Ok, I don’t know the cardinality of the space we are talking about, but since I have trouble imagining a language permitting an uncountable number of sentences, lets assume that the space is countable. What are the consequences of that?
If the space is countable, then as long as you can order the propositions in some way, say by complexity, you can assign non-zero probability to every proposition so the total adds up to 1, so you don’t have the same excuse you have in the case of predicting which point in a continuous space is special for using infinitesimal probabilities.
Ok, that makes sense. As I told JoshuaZ, I need to retire and lick my wounds at the very least. I seem to recall that in Nelson’s version of non-standard analysis, there could be infinitesimals even in systems of countable cardinality, but I need to check that and decide whether it matters in this case.

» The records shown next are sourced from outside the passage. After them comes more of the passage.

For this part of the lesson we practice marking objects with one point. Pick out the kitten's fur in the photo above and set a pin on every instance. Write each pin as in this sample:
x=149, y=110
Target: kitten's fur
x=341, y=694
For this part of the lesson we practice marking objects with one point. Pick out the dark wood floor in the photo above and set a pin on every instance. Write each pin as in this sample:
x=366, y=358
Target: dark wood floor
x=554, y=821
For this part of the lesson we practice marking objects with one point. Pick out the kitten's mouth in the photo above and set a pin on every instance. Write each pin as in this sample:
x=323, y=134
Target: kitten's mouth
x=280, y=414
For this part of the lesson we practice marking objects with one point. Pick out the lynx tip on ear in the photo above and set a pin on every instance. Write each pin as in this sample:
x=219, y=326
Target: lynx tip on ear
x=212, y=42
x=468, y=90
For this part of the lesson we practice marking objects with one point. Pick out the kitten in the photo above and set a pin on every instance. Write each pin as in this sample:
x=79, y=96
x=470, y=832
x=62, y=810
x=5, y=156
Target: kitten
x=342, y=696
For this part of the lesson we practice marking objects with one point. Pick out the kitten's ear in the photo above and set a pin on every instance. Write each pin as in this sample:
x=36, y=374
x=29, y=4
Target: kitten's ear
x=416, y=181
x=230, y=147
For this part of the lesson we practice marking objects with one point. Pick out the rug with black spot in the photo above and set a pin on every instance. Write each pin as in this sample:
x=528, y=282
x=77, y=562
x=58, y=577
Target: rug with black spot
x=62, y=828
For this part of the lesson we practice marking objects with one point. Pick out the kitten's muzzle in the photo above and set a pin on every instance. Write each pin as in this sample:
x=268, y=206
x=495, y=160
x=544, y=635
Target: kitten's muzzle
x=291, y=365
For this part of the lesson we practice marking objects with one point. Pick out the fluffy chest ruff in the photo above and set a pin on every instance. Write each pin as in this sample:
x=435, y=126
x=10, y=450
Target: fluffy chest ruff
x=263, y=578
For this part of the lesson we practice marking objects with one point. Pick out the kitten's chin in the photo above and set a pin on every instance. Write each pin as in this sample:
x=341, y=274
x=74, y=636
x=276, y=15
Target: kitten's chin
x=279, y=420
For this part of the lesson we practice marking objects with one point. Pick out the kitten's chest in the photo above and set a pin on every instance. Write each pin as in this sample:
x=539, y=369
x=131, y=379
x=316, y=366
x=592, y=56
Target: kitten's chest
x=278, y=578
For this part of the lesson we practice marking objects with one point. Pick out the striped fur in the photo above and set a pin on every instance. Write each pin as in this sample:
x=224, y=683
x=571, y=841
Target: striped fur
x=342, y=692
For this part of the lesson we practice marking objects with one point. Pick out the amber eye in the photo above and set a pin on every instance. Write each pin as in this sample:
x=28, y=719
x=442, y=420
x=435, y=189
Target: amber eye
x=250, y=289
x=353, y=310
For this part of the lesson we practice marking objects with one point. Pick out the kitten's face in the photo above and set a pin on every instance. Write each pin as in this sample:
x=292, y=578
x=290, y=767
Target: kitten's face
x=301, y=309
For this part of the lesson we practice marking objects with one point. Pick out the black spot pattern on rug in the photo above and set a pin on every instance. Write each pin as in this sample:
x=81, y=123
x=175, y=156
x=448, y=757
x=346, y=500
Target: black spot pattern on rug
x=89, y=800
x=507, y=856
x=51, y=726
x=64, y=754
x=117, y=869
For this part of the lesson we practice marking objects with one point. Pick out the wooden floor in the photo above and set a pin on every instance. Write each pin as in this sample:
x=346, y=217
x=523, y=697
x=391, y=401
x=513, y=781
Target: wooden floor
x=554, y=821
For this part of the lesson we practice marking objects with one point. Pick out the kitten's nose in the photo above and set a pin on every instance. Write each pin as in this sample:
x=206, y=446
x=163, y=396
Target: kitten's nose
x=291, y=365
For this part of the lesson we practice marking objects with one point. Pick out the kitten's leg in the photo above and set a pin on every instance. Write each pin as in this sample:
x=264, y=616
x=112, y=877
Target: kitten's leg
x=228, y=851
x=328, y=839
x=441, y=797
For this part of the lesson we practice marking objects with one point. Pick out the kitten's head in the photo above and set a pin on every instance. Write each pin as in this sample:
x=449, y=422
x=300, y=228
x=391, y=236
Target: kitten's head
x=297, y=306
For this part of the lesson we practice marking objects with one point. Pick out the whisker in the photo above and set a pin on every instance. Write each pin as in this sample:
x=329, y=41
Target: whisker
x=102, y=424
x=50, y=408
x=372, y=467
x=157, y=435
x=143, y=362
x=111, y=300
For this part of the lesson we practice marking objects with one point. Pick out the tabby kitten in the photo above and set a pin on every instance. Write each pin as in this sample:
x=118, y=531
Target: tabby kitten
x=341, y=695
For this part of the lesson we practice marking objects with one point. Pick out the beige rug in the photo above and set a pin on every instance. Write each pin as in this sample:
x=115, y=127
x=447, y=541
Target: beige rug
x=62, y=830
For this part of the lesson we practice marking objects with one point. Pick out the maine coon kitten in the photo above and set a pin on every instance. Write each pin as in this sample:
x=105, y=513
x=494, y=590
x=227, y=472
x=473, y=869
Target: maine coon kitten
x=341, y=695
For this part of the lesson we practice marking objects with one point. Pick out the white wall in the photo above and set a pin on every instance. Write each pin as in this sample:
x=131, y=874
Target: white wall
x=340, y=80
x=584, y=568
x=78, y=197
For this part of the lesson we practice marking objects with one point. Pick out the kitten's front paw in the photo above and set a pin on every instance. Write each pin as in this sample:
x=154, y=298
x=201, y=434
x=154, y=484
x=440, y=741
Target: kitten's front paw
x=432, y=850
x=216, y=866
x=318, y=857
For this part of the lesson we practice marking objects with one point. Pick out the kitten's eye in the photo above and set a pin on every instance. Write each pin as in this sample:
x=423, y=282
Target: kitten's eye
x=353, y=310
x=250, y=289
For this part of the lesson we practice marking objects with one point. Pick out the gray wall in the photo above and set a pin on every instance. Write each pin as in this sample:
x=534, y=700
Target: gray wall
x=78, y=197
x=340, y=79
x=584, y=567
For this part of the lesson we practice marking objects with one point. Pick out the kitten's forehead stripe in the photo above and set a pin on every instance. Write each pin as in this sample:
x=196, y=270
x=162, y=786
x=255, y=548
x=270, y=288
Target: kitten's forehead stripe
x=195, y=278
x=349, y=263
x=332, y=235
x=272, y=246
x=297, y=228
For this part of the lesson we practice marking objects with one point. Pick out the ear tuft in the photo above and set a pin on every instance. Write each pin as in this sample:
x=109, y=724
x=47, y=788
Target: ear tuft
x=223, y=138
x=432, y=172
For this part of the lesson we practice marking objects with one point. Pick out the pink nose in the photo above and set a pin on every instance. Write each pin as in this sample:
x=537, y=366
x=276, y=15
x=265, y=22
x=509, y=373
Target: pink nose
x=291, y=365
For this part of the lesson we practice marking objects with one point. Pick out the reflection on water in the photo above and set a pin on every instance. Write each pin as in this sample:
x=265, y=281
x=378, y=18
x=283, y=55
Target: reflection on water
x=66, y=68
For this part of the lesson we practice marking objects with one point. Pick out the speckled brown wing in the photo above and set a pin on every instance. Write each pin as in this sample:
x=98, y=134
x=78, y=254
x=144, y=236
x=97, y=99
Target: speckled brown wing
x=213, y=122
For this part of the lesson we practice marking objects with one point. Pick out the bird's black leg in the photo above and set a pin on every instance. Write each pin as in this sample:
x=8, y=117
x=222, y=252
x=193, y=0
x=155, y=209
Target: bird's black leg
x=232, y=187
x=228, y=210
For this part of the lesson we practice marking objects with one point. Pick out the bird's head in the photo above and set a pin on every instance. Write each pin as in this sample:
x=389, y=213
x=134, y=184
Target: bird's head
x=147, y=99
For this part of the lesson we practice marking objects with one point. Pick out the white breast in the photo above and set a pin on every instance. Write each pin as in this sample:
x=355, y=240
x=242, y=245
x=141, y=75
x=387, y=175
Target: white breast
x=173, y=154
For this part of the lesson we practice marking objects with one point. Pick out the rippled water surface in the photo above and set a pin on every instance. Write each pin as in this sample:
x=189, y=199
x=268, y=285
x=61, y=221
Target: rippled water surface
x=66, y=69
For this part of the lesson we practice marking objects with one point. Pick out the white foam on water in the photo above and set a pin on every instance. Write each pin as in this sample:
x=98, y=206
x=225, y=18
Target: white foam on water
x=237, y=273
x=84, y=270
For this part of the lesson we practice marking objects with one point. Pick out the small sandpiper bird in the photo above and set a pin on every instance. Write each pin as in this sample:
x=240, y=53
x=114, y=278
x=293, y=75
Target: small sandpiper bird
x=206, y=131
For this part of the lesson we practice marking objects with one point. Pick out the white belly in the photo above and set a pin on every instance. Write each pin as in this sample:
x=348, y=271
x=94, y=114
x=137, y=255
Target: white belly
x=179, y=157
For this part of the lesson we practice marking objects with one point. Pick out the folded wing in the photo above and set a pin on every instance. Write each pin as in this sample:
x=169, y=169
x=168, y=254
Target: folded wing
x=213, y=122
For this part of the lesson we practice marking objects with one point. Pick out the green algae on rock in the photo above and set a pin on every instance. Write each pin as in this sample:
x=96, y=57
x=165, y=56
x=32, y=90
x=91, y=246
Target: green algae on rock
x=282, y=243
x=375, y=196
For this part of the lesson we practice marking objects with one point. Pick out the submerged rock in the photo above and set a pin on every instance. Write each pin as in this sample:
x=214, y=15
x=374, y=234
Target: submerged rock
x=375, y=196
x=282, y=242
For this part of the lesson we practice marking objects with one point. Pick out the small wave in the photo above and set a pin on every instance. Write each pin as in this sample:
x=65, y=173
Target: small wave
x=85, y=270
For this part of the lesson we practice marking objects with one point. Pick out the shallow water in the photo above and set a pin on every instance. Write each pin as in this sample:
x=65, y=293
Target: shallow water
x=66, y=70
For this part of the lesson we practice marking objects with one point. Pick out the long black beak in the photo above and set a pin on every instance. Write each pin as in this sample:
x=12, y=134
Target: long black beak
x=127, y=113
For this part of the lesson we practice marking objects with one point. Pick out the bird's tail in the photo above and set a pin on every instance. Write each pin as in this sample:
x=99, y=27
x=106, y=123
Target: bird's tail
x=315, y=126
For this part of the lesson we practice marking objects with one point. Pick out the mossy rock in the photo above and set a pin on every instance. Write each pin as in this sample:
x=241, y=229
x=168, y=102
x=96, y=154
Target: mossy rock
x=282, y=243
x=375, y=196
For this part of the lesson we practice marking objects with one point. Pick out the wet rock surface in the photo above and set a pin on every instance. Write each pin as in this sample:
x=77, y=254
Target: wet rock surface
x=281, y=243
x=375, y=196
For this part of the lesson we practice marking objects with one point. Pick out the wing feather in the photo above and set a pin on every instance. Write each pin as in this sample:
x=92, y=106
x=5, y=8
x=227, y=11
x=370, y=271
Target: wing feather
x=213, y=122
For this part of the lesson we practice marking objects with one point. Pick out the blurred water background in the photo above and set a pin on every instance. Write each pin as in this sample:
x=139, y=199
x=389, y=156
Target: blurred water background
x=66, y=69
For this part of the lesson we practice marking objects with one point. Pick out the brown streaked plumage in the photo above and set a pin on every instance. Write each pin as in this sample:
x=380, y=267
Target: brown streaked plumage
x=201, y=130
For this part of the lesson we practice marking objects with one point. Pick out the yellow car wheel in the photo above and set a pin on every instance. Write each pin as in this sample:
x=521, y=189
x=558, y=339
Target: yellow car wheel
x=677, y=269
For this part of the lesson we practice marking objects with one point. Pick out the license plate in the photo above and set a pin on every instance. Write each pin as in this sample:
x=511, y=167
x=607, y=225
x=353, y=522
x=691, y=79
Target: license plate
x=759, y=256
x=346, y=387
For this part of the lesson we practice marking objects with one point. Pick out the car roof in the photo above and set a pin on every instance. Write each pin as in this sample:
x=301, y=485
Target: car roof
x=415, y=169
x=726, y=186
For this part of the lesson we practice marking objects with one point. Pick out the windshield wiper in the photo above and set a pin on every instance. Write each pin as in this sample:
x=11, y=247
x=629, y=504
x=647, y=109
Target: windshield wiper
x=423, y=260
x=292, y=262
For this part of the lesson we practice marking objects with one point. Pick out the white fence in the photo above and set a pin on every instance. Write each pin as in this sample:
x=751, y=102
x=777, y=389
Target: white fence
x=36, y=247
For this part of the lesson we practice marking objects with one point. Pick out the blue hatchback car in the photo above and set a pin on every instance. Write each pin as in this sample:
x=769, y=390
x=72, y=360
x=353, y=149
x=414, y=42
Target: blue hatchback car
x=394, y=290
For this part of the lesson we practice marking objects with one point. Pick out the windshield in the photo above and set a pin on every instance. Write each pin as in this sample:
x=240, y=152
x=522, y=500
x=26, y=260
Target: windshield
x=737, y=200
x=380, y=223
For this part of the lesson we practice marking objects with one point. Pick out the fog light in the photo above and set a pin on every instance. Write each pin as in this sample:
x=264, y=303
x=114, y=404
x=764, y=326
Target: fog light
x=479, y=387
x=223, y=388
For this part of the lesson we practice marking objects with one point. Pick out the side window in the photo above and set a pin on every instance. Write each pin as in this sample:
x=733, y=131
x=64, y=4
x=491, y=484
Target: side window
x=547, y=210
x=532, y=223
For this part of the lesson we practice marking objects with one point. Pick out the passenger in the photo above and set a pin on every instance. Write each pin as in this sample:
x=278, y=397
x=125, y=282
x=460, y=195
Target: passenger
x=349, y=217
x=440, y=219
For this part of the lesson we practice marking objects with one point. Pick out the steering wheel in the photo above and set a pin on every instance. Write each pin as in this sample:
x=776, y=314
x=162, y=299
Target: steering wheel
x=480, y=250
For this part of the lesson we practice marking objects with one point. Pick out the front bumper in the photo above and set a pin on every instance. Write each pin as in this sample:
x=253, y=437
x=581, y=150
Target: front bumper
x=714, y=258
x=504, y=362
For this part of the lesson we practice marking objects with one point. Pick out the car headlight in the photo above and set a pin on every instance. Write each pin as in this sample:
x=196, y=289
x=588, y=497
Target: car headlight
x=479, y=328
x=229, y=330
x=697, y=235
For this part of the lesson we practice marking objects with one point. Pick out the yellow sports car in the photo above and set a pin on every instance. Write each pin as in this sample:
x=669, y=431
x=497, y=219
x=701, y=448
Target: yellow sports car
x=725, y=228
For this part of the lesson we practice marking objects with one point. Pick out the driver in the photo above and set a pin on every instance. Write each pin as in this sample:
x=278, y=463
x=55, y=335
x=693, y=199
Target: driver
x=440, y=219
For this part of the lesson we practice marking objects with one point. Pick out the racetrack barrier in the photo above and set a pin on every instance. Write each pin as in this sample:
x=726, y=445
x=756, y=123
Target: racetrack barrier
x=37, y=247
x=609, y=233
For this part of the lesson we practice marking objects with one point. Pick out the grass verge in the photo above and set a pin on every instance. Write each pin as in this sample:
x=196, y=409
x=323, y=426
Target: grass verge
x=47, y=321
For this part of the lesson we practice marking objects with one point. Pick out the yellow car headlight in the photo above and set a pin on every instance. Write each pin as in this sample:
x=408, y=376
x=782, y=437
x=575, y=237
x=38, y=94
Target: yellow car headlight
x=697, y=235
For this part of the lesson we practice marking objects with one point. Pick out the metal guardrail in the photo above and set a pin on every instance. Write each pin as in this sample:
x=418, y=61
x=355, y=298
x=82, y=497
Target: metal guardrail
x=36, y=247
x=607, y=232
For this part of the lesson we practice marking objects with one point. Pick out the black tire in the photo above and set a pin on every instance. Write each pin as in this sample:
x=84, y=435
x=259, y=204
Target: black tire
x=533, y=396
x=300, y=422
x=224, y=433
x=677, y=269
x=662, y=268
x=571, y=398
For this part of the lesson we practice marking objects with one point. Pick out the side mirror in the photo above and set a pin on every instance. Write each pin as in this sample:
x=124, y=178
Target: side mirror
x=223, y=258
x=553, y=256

Sorry, what do you mean by this? We’re talking about the cardinality of the set the measure is on; this sounds like you’re talking about the cardinality of its target space? (Where values of measures are somehow generalized appropriately… let’s not worry about how.) It’s easy to put an order on, say, Q[t] so as to make t infinitesimal but I don’t see what that has to do with this. Or is that not what you meant?
So am I. But I may be confused about what cardinality even means in Nelson’s internal set theory.
Let me give a simple example of the kind of thing I am thinking about. Consider the space of ordered pairs (a,n) where a is either 0 or 1 and n is a non-negative integer, i.e. an element of {1,2,...}. To each such pair with a=0, associate the measure M(0,n)= 1/2^n. To each such pair with a=1 associate the “infinitesimal measure” M(1,n)=M(0,n)/omega where omega is taken to be indefinitely large.
So, the total measure of this space is 1 unit, and all but an infinitesimal portion of that total measure is associated with the portion of the space with a=0.
I claim that in some sense P(a=1) = 0 but P(n=2 | a=1) = 1⁄4.
The analogy here is that the assertion a=1 corresponds to the assertion that God exists. The probability is infinitesimal, yet Bayesian updating is possible (in some sense). And yet the space of all events is countable.
Ah, so by “there could be infinitesimals” you meant “there could be things of infinitesimal measure”.
Yes. Definitely. Sorry that was unclear. And infinitesimal measures result in probabilities which are zero in some sense, but not exactly zero in a different sense.